1983. Let’s Dance est un single de Bowie issu de l’album éponyme sorti la même année. Avec son ambiance à la fois disco et dance-pop, il s’agira d’un des morceaux ayant vendu le plus de copies durant cette année. Produit par Nile Rodgers, c’est aussi le seul single du chanteur à avoir atteint le top des charts aux États-Unis ainsi qu’au Royaume Uni en même temps.

1997. Soit 14 ans après. C’est cette fois-ci au tour du mafioso Puff Daddy de ressortir les vieux hits de Bowie pour venir ressourcer sa maison de disque ainsi que la planète rap qui venaient tout juste de perdre son icône, Notorious B.I.G. cinq mois auparavant. Toujours aussi imposant et spectaculaire lors de ses clips vidéos, le dirigeant de Bad Boy Records a connu un succès net avec Been Around The World. Un morceau nostalgique et magique qui reprend l’instrumentale de l’original avec un tempo ralenti. Sur ce morceau, on retrouve  également un Biggie flegmatique mais charismatique au refrain. Hélas, ce dernier n’aura pas l’opportunité d’apparaître dans le clip…

https://www.youtube.com/watch?v=qni6KXVOh2Y

1985. This Is Not America. Pas le morceau le plus connu de l’artiste britannique mais l’un des plus entreprenants de par son message et sa collaboration avec le groupe Pat Metheny Group. D’ambiance plutôt calme avec un mélange de jazz et soft pop, le morceau est envoûtant et laisse sans autre les synthétiseurs venir bercer les oreilles de l’auditeur. Produit pour le film Le jeu du faucon avec un jeune Sean Penn à l’affiche, le morceau est parfaitement maîtrisé par la profondeur des paroles de David Bowie.

2001. Plus agressif, direct mais puissant, c’est de nouveau P. Diddy qui est aux commandes de la reprise ainsi que de ses grosses basses. Le titre s’appelle cette fois American Dream. Et c’est de nouveau dans le but de faire partie de la bande son originale d’un autre film. Il s’agit cette fois du très bon Training Day réalisé par Antoine Fuqua où l’on retrouve Denzel Washington ainsi qu’Ethan Hawke pour le casting. En parlant de casting, le morceau a également réuni les imposants Black Rob, Mark Curry, Kain et Big Azz Ko pour complémenter les chants de Bowie.

1971. Quicksand. Acoustique et donc accompagné par des instruments à cordes tout au long du morceau, on a le droit à une introspection de l’artiste au niveau des religions. Un morceau donc touchant qui sera repris plus tard lors du passage (02:40) où l’artiste nous dévoile la magie de ses cordes vocales.
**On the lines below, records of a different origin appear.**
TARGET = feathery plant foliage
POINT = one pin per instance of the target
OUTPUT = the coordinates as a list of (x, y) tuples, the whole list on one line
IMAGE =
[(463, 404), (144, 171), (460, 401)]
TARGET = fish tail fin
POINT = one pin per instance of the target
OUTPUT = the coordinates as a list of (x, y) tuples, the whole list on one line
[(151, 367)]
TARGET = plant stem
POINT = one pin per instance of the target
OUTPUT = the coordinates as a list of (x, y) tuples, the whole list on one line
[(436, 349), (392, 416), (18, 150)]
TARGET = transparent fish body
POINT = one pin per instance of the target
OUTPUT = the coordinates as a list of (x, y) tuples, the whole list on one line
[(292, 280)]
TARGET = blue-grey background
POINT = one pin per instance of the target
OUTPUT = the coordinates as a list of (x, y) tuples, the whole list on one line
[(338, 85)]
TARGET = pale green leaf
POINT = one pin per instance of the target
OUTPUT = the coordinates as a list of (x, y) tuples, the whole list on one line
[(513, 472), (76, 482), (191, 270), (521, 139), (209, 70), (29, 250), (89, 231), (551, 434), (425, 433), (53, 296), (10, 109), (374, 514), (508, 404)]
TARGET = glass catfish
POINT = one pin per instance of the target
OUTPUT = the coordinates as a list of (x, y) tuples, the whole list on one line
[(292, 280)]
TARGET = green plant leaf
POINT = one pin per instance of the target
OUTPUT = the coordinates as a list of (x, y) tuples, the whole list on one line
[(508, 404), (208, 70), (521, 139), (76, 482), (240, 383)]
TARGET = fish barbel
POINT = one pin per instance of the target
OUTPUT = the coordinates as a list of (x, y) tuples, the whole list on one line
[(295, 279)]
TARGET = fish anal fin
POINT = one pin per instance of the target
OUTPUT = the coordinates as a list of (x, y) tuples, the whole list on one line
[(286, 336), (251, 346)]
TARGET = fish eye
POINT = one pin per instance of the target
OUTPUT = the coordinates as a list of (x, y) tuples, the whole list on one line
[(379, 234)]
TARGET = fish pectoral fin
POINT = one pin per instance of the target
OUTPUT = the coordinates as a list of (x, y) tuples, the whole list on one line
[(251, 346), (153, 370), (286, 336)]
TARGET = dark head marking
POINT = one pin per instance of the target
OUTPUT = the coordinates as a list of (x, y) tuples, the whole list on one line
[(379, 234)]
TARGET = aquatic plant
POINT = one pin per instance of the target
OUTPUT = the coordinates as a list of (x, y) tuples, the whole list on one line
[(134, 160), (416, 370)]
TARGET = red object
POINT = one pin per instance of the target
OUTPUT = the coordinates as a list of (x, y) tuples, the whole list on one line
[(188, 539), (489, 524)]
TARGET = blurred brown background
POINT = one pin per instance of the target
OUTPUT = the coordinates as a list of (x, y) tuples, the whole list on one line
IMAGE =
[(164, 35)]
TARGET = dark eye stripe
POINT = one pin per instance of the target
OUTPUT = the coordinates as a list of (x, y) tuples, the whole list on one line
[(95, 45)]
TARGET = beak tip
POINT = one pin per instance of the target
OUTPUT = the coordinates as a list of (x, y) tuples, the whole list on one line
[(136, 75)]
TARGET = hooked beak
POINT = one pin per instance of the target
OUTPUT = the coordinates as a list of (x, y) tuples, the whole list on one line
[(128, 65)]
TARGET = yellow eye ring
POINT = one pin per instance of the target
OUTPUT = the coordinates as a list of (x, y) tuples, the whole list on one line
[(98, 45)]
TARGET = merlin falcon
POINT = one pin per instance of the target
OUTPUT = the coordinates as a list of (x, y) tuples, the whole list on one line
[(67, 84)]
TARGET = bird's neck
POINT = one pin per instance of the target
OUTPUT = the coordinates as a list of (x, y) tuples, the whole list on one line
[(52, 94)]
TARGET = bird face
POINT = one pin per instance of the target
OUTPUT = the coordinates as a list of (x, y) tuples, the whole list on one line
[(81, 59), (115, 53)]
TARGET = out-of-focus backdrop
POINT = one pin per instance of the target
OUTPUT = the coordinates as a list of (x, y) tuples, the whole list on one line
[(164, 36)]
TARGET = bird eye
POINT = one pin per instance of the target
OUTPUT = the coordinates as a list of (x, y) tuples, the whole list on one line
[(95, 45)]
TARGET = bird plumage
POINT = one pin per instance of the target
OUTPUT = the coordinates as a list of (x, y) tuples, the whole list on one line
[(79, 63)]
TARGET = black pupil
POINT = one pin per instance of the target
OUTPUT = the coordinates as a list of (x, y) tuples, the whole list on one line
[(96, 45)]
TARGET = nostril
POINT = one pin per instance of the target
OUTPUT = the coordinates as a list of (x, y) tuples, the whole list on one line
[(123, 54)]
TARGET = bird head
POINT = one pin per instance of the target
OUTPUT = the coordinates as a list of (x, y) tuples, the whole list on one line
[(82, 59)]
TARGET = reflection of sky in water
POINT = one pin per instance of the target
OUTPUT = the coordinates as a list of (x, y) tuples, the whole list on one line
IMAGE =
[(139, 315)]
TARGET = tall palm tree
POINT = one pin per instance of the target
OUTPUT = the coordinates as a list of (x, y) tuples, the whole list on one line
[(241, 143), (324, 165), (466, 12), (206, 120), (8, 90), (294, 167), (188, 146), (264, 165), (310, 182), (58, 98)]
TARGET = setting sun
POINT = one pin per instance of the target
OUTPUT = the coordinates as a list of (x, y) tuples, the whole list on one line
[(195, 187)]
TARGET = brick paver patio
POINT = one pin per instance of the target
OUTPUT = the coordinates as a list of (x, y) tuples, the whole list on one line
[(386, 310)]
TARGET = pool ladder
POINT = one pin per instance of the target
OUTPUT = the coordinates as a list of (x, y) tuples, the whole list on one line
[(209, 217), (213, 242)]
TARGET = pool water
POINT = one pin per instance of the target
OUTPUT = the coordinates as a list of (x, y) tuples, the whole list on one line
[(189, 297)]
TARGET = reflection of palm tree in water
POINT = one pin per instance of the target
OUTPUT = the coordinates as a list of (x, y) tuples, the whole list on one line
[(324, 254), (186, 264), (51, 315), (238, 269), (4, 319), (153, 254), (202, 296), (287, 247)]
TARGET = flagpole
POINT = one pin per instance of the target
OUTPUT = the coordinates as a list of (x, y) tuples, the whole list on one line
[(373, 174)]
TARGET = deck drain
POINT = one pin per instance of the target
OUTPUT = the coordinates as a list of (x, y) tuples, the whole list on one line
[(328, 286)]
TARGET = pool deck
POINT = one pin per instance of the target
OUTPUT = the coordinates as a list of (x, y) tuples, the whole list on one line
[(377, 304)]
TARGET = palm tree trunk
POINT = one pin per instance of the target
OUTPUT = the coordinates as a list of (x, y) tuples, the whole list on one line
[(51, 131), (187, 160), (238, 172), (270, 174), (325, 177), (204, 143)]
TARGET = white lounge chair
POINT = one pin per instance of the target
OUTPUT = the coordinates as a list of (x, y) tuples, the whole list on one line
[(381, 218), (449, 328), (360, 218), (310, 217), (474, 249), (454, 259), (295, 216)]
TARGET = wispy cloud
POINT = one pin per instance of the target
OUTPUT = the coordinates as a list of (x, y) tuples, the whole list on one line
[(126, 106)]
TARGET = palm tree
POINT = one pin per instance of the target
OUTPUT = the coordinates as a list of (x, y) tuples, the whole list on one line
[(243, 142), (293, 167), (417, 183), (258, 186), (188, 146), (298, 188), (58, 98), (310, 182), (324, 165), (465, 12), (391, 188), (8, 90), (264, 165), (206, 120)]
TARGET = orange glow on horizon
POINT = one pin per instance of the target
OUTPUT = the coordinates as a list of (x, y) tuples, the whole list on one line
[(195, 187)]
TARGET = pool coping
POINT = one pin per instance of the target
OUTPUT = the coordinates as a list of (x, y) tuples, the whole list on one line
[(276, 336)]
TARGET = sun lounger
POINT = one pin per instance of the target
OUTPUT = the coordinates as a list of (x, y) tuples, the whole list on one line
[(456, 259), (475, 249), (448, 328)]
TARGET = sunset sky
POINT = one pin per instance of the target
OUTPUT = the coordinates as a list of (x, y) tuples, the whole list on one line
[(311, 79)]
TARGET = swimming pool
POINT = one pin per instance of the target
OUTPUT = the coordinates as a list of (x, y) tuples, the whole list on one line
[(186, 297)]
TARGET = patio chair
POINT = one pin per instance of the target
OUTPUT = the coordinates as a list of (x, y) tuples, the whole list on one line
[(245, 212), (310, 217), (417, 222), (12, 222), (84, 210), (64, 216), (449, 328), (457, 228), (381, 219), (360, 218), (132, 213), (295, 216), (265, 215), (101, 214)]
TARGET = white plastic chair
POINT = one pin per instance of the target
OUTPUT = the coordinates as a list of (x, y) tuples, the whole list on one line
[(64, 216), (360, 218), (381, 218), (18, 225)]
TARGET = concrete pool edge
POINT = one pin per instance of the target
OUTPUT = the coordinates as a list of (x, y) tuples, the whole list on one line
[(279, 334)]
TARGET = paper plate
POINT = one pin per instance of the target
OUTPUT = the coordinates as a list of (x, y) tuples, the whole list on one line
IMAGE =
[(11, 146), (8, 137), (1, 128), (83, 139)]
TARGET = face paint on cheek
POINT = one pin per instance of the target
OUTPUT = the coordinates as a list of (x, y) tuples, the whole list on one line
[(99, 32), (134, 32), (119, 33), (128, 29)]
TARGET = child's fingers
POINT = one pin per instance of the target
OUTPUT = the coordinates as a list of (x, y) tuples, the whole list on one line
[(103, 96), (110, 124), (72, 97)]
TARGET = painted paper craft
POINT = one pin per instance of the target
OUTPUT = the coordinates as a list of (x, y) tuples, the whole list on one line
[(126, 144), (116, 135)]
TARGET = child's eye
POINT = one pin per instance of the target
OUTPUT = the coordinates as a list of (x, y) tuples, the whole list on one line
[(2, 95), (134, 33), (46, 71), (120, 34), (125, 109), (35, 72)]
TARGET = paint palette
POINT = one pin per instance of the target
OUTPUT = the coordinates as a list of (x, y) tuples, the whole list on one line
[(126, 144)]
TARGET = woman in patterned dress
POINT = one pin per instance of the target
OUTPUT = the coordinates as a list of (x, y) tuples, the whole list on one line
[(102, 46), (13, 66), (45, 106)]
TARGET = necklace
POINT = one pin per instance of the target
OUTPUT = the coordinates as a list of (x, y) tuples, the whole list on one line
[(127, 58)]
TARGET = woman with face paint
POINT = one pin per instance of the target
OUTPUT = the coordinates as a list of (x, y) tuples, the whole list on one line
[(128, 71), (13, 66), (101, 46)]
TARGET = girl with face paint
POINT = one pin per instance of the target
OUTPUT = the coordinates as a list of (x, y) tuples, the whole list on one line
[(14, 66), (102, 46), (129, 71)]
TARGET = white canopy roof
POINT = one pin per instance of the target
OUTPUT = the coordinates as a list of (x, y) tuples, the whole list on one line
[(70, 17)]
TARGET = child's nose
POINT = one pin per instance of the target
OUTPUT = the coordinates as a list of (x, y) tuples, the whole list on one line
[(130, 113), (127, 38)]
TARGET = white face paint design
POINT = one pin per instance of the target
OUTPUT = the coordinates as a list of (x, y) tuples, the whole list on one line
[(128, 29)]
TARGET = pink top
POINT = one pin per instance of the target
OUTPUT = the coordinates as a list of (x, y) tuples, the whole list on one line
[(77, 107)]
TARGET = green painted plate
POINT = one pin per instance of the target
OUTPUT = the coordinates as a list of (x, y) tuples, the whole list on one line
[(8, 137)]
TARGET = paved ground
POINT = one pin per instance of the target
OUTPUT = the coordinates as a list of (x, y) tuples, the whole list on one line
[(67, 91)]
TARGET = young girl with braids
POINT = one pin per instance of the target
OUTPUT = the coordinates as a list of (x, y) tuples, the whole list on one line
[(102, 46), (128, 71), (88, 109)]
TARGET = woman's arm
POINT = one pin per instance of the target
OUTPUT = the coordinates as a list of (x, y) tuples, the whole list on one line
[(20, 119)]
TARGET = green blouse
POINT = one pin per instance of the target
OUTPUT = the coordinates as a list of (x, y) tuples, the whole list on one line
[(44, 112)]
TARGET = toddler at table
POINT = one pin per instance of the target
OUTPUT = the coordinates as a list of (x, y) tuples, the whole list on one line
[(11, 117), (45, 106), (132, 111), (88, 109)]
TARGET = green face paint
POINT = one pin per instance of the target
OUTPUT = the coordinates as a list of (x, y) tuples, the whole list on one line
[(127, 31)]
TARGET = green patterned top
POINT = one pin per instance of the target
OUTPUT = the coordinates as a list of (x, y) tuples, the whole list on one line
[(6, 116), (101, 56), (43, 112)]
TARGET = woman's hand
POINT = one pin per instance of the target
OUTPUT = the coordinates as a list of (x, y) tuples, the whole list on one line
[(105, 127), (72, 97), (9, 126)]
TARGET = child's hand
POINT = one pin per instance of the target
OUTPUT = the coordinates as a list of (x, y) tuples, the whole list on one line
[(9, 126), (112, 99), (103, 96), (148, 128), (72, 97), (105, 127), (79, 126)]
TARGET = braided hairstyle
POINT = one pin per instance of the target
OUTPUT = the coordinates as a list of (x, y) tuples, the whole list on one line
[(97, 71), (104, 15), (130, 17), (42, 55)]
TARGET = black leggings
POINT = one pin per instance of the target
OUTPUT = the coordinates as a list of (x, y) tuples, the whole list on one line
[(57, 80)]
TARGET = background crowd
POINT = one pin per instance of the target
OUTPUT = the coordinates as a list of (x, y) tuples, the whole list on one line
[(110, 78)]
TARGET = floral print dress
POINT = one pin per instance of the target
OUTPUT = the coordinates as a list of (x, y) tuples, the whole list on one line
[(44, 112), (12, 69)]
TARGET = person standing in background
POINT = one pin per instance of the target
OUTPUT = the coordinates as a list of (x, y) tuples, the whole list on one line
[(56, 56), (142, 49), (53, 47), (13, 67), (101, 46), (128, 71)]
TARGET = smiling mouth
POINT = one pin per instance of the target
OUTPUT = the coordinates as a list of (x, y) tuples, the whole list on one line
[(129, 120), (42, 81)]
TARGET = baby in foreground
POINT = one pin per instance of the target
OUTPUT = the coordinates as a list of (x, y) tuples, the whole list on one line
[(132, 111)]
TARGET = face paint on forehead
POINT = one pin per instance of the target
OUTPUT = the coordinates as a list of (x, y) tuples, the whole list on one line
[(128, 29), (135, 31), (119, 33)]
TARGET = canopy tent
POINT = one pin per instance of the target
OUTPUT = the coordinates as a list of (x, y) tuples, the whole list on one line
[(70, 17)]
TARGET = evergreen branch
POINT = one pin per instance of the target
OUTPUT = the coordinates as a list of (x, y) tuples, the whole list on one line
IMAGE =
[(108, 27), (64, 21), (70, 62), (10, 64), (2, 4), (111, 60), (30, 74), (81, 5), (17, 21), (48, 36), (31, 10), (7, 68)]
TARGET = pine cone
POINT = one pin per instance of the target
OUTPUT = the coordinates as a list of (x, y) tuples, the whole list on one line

2011. Une boucle de deux secondes d’un passage de Bowie qui se répète sans cesse durant tout le morceau. Cela pourrait paraître monotone et répétitif, mais au contraire, c’est ce qui crée l’envoûtement et la fascination de Run & Hide. Une collaboration entre l’artiste britannique The Bullits et le rappeur prodige et très sous-estimé Jay Electronica qui aime faire attendre son public quant à la sortie d’un hypothétique premier album solo. La cohésion entre les deux artistes est superbe et le couplet paisible de Jay, s’imprègne parfaitement de l’atmosphère de la chanson. Il s’agit peut-être du meilleur morceau hip-hop qui sample David Bowie.

1986. Within You fait partie de Labyrinth, la bande son officielle pour le film du même nom. En collaboration avec Trevor Jones, l’opus regroupe toute une variété de morceaux d’ambiance pop-électronique. De loin, le morceau le plus connu de l’artiste, Within You se démarque grâce à la scène marquante de l’artiste excentrique lors du visionnage du film.

2014. Soit le morceau le plus récent de cette liste qui s’appuie sur l’original datant de 28 ans en-arrière. On retrouve ici le talentueux Nacho Picasso qui rend directement hommage à l’artiste britannique en intitulant ironiquement le morceau David Blowie. Inconnu du grand public, le rappeur de Seattle mériterait une plus grande attention de par son monde imaginatif et sombre ainsi que ses productions hypnotisantes qui, comme à leur habitude, accompagnent aussi bien la lourde voix rauque ainsi que les rimes assommantes de l’emcee.